Computerspiele-Messe
Bundespräsident Steinmeier kommt zur Gamescom nach Köln
17.06.2026 – 18:04 UhrLesedauer: 2 Min.
Bei der Gamescom tummeln sich nicht nur Spielefans, sondern auch Politiker. NRW-Ministerpräsident Hendrik Wüst kam mal zum Drachenreiten vorbei. Nun mischt sich ein Staatsoberhaupt unter die Zocker.
Bundespräsident Frank-Walter Steinmeier wird in diesem Jahr die Computer- und Videospiele-Messe Gamescom in Köln besuchen. Es ist das erste Mal, dass ein Bundespräsident auf der weltweit größten Messe für Computer- und Videospiele zu Gast ist. Das teilten die Veranstalter Koelnmesse und game – Verband der deutschen Games-Branche – am Mittwoch mit.

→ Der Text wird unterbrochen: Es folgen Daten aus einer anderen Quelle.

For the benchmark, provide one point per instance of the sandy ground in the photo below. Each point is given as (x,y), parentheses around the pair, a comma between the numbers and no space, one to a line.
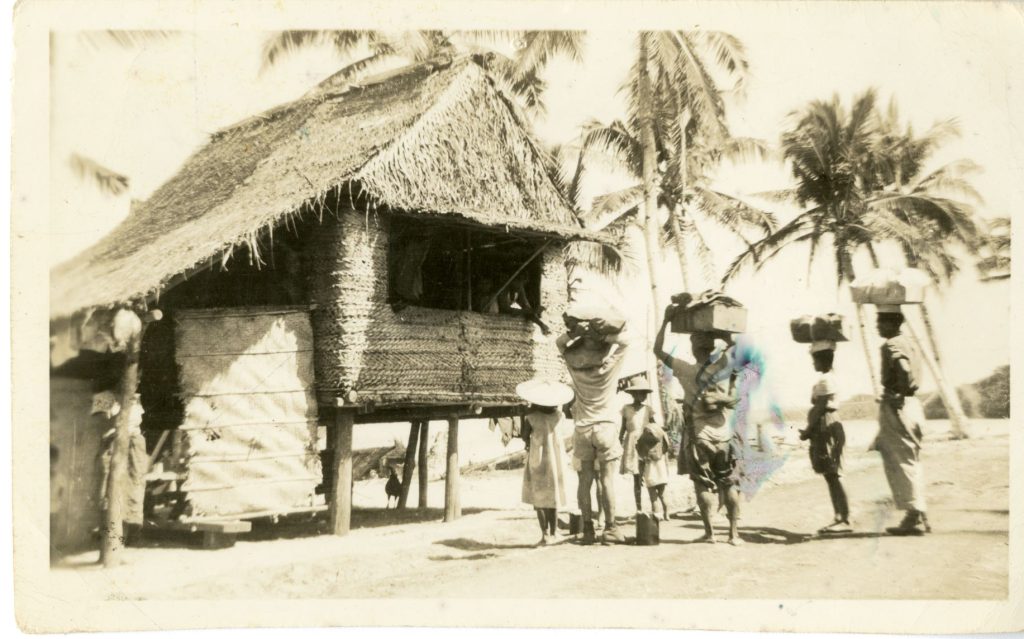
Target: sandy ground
(488,552)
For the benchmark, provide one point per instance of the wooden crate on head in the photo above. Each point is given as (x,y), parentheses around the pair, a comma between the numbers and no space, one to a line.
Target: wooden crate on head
(380,253)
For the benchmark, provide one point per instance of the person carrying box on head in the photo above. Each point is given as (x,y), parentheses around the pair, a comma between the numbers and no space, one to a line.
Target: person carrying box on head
(709,440)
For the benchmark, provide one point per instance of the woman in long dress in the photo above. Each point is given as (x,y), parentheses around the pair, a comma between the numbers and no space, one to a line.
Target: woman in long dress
(544,475)
(635,417)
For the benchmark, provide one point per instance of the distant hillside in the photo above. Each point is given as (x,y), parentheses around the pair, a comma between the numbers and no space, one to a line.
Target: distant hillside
(986,398)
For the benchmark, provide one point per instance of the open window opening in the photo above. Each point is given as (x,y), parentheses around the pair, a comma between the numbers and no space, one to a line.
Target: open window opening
(437,265)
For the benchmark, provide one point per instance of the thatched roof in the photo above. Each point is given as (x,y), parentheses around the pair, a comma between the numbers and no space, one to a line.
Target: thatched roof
(433,138)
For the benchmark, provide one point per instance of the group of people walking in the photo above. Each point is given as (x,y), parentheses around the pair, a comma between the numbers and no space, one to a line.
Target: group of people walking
(608,440)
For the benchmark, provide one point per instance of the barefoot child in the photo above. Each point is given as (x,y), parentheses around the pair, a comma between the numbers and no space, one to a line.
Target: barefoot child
(652,448)
(635,417)
(826,435)
(544,475)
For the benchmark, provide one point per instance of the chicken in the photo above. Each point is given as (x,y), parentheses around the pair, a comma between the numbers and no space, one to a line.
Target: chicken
(392,487)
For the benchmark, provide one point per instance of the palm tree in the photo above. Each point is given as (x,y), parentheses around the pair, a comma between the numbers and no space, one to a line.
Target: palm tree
(995,263)
(519,75)
(859,175)
(88,169)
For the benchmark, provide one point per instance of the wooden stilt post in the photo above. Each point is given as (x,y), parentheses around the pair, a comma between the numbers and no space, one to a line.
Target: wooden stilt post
(410,465)
(453,507)
(341,494)
(424,437)
(113,541)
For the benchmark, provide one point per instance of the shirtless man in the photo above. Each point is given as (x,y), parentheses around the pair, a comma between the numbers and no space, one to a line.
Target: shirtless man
(709,441)
(594,361)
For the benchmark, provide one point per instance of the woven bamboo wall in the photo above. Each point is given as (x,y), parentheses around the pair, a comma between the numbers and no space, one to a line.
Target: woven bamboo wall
(418,355)
(250,411)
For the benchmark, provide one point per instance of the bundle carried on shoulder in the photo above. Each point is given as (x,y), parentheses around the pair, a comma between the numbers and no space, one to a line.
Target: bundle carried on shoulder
(829,328)
(597,320)
(885,287)
(709,311)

Steinmeier wird demnach am 27. August an der Eröffnung des Gamescom Congress teilnehmen. Dort soll er eine Rede halten und anschließend eine Podiumsdiskussion zur Rolle von Games in der Demokratie verfolgen. Danach sei ein Rundgang über die Messe geplant, bei dem sich der Bundespräsident mit Spieleentwicklern und Vertretern der Gaming-Community austauschen wolle.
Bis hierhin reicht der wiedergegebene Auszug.